The song deals with a man asking his partner to go to Lafayette, Louisiana and change her name to something more scandalous, Mrs. Mischievous Comeaux. The singer is upset they are both far apart and thinks her beauty is far better than her character.

==Lyrics==
| Cajun French | English |
| Allons à Lafayette, c'est pour changer ton nom.
 On va t’appeler Madame, Madame Canaille Comeaux.
 Petite, t’es trop mignonne pour faire ta criminelle.
 Comment tu crois que moi, je peux faire comme ça tout seul.
 Mais toi, mon joli Coeur, regarde donc ce que t’as fait.
 Je suis si loin de toi, mais ça, ça m' fait pitié
 Petite, t’es trop mignonne pour faire ta criminelle.
 Observe moi bien mignonne, tu vas voir par toi même.
 Que moi je n'mérite pas c'que t'es en train d' faire.
 Pourquoi tu fais tout ça, c'est bien pour m'faire fâcher!
 | Let's go to Lafayette, to change your name.
 We will call you Mrs.
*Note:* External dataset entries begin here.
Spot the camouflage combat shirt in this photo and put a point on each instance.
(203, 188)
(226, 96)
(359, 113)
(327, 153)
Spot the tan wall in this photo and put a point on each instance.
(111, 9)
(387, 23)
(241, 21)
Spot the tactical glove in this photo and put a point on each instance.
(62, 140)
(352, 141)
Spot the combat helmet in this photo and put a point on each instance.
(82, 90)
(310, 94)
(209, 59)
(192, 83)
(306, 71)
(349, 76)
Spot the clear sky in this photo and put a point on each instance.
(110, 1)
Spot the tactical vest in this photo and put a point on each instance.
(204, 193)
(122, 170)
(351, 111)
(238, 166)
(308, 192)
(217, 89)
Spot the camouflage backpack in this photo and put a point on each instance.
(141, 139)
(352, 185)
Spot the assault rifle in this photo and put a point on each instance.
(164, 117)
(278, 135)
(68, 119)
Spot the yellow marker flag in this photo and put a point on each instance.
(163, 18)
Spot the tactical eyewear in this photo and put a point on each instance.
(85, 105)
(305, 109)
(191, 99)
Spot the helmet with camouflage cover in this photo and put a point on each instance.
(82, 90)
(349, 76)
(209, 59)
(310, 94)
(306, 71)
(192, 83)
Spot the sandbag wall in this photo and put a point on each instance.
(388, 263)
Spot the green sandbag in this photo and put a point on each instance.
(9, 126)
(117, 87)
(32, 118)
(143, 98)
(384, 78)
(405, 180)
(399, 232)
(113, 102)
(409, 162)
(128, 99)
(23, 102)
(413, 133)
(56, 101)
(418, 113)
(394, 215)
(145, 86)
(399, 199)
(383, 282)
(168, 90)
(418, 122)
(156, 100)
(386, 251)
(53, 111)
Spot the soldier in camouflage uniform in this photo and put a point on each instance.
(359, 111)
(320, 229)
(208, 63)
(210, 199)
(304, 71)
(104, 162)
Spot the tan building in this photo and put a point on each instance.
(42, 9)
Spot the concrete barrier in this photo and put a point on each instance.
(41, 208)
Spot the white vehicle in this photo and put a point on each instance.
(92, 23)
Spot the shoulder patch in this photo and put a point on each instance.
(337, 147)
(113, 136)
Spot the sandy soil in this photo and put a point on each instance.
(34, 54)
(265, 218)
Mischievous Comeaux.
 Honey, you're too pretty to act like a tramp.
 How do you think I am going to manage without you?
 But you, my pretty heart, look at what you've done.
 We are so far apart and that is pitiful.
 Honey, you're too pretty to act like a tramp.
 Look at me honey, you will see yourself
 that I do not deserve what you are doing.
 Why are you doing all this, clearly to make me angry.
 |

==Versions==
Several musicians recorded the song. After 1957, Randy and The Rockets released the swamp pop song "Lets Do the Cajun Twist" using the same theme and melody.

In 1990, a version by Dutch band Captain Gumbo reached No. 30 in the official Dutch music singles chart.